Are you wondering about the title of this post?  No, it doesn't refer to my foot crashing into the drawer.  What it  refers to is my latest blood count.  Before I went to DC, my doctor wanted to see me one more time and check my blood to be sure I should be going on this trip.  My WBC was 4.2 (higher than usual but a little below normal), my RBC was 3.1 (low but typical for me), my platelets were fine and my absolute neutrophils were 3.1 (not bad at all).  I was good to go!

We returned home on July 8 and I had my monthly appointment with my oncologist on July 9 and we were going begin the next cycle of treatment.  Usually, by the time I am in the doctor's office to talk with him, I have had my blood drawn and the numbers are on the computer for him to check.  This time there were no numbers because the equipment in the lab was down.  So, after talking with my doctor, I went into the infusion room to wait for the results and then begin treatment.  When my numbers finally were posted, I was shocked to find out that in a week and a half my WBC had crashed from 4.2 to 1.5 and my absolute neutrophils had crashed to 0.7!  I was unable to begin the next cycle of Velcade and was sent home and my Friday appointment was cancelled.  I will return next Tuesday to try again.  It was disappointing, surprising but mostly just plain scary.
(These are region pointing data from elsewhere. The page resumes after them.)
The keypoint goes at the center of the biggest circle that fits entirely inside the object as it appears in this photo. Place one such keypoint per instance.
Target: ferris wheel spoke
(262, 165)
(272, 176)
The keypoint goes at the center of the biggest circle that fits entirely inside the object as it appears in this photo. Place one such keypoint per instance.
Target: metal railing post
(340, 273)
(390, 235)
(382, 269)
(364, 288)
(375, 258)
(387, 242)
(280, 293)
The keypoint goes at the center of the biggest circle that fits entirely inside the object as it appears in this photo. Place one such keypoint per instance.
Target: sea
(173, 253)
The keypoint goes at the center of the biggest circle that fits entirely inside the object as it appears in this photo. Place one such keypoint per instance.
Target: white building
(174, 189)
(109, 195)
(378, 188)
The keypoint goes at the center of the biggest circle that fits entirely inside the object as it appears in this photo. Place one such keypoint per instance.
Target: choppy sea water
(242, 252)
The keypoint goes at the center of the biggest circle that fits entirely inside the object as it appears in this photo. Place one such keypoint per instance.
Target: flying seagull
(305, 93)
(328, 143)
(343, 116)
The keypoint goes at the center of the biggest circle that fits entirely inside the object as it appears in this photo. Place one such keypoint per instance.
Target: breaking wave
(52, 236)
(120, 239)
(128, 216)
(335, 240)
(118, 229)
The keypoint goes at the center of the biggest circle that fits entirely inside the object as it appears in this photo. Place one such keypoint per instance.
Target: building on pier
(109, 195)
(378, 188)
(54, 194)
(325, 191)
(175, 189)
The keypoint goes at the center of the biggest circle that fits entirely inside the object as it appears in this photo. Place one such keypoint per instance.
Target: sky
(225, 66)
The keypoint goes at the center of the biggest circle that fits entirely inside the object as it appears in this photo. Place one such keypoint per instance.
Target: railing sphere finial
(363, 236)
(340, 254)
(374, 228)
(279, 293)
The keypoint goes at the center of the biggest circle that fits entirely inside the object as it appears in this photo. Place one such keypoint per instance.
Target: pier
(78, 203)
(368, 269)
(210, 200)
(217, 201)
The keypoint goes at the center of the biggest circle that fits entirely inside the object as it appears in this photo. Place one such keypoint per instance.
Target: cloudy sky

I am hoping maybe my white blood cells were too busy healing my foot injury to show up for a blood test.  I will be on pins and needles until my next appointment on July 16.

My light chain and Beta 2 microglobulin results are still pending and I am nervously awaiting an email that tells me the results have been posted online. To say that a cancer journey is a winding ride on a wicked roller coaster is an understatement.  

On a more positive note, we are having a beautiful and warm summer in Washington State and that always lifts my spirits.  Also, we had another family of robins living in our wisteria this year.  I never did get to see the fledglings but I did get to hear their twittering each time mom brought food to the nest. In my May 2012 archives, there is a post entitled, The Fledgling.

The White House
On our second visit to DC, we had the privilege of
touring The White House. 

Ready for Father's Day on our porch.

Wisteria Window
The robins' nest cannot be seen in this picture but it is near the top
of the picture and a bit to the left of the bouquet. The bouquet
is on our dining table and the robins don't mind
when we are sitting there having our dinner.